Risk of LLM Hallucinated Information: Fictional information may be generated during event decomposition and caption refinement.
Bias Propagation: Relies on parameterized model knowledge, potentially propagating the models' inherent biases.
Focus Only on Text-to-Video: Video-to-text retrieval has not been explored.
Future research can explore leveraging factual and counterfactual information for positive/negative alignment.
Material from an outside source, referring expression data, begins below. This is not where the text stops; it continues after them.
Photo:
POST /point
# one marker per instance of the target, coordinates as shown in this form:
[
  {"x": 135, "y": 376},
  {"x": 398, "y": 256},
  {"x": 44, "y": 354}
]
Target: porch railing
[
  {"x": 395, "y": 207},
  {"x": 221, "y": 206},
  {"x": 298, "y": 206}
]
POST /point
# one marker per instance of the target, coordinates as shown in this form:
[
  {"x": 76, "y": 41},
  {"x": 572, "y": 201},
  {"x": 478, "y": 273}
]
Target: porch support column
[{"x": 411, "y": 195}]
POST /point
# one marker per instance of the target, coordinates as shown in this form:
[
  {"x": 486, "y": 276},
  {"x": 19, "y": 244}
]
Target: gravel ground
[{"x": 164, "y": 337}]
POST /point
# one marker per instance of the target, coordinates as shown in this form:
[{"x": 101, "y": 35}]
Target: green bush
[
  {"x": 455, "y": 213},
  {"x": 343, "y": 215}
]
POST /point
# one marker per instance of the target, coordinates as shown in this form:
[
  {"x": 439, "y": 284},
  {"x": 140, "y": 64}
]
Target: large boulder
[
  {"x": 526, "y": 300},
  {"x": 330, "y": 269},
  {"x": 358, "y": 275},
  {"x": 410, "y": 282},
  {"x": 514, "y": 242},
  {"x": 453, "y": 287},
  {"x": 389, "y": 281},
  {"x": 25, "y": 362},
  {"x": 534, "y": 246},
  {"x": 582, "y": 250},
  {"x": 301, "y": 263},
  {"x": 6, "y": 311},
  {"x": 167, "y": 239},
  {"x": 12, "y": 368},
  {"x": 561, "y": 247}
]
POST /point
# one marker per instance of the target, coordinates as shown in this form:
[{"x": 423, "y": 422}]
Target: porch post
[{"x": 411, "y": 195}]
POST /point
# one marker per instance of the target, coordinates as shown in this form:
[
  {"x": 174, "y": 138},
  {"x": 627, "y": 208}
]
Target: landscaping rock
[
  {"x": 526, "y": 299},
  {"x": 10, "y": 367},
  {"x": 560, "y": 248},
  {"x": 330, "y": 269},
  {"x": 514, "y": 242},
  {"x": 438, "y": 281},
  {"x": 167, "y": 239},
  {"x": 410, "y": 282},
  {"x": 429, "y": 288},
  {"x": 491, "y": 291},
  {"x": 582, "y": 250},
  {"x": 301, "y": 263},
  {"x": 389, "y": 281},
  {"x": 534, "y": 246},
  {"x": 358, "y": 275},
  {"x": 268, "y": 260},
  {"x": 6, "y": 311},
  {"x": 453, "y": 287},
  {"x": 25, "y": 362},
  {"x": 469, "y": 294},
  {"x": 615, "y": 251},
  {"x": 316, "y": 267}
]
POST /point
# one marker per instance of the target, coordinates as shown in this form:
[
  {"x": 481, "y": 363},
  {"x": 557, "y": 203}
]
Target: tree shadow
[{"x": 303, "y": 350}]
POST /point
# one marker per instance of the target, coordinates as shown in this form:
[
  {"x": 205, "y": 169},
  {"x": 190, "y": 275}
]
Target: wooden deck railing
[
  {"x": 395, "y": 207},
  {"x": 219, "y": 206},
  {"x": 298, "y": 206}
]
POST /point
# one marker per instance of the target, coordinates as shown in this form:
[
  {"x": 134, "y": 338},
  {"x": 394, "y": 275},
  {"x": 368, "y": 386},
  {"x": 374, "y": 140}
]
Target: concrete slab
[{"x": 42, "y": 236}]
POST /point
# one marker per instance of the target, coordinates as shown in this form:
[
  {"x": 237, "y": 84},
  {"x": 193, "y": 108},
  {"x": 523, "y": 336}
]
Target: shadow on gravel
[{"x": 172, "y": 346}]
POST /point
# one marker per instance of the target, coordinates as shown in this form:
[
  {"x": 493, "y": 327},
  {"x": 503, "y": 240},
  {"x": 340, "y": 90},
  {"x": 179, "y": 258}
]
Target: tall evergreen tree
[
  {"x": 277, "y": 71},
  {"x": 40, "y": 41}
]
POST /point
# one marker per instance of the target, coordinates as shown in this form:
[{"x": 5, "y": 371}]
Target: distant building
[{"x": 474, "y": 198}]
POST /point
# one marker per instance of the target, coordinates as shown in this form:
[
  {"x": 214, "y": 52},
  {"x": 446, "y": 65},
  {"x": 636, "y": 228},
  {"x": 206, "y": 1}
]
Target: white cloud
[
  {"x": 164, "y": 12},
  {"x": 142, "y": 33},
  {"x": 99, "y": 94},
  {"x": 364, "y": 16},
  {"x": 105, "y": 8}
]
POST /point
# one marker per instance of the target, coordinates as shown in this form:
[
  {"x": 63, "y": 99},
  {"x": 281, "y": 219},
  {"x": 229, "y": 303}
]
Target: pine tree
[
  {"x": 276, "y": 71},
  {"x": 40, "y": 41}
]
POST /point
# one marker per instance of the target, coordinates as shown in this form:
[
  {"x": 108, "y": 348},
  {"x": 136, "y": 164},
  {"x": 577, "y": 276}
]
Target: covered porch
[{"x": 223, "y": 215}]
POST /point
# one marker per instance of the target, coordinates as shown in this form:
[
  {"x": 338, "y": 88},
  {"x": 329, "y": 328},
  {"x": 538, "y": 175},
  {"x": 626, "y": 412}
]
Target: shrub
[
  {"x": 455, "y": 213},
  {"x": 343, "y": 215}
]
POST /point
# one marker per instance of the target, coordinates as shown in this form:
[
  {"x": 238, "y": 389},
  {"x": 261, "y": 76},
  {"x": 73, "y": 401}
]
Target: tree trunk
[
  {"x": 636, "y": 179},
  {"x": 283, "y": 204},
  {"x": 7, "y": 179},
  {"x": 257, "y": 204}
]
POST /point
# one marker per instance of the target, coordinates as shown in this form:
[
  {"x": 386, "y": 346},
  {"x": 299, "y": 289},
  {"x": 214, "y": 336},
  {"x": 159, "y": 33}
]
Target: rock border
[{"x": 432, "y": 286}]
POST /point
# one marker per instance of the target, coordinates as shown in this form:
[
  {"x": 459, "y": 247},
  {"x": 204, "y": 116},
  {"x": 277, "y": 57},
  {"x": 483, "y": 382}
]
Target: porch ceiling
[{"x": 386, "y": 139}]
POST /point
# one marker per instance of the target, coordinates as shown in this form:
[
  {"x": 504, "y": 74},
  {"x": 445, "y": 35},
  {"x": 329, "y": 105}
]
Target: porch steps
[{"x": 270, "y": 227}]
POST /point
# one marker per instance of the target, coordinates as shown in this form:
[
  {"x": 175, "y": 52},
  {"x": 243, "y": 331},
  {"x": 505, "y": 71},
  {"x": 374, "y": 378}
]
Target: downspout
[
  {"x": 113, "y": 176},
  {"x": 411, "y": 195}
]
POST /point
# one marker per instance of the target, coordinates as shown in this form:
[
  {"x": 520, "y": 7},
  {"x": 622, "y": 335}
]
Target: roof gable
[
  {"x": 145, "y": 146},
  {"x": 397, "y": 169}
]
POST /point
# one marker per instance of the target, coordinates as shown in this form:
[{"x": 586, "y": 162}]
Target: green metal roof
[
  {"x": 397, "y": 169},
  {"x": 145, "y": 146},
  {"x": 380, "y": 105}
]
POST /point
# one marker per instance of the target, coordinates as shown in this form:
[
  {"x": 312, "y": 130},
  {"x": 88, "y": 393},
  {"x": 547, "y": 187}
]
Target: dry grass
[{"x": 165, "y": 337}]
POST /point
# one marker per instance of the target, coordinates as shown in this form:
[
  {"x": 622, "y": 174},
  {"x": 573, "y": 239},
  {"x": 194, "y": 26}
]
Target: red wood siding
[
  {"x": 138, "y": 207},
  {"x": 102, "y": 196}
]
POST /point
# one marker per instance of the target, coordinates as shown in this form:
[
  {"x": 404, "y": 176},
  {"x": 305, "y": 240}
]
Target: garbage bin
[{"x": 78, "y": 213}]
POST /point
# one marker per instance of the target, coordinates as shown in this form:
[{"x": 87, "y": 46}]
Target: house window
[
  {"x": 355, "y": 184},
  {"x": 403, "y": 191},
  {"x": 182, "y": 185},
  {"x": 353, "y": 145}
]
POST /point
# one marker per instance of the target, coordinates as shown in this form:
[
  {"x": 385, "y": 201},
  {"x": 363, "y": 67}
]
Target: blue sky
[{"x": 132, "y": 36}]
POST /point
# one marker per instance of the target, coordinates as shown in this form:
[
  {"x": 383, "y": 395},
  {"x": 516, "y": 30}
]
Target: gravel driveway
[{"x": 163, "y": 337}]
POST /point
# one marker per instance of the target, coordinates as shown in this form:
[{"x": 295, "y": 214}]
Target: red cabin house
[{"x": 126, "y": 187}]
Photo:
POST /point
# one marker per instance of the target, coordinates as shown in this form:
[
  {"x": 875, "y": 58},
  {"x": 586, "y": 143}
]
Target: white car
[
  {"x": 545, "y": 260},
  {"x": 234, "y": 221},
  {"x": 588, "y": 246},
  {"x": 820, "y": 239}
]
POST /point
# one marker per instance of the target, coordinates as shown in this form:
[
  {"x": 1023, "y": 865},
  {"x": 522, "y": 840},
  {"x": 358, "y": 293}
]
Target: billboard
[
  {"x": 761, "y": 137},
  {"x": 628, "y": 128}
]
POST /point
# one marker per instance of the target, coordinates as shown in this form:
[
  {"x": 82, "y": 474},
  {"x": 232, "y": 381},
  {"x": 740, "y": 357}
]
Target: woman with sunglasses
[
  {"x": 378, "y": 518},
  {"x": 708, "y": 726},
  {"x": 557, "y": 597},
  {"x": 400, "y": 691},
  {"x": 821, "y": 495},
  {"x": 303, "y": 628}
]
Continues the application of causal event reasoning in NLP, introducing temporal causal reasoning (prequel/sequel) to the video retrieval field for the first time.
Inspired by Yin & Jiang (2024) to use inverse entropy fusion.
Insights for RAG systems: The paradigm of query decomposition + multi-source information fusion can be transferred to other retrieval scenarios.
The multi-layer translation pipeline concept can be applied to other multilingual and multimodal tasks.

Rating¶

Novelty: ⭐⭐⭐⭐ Event decomposition + inverse entropy fusion is a novel combination, creatively transferring LLM world knowledge into video retrieval.
Experimental Thoroughness: ⭐⭐⭐⭐⭐ Highly comprehensive, covering 3 datasets, 2 encoders, 5 languages, and multiple ablation studies.
Writing Quality: ⭐⭐⭐⭐ Clear construction and intuitive illustrations, though some mathematical layouts feel slightly crowded.
Value: ⭐⭐⭐⭐ High practical value, with the zero-shot method achieving significant improvements in event-dense video retrieval.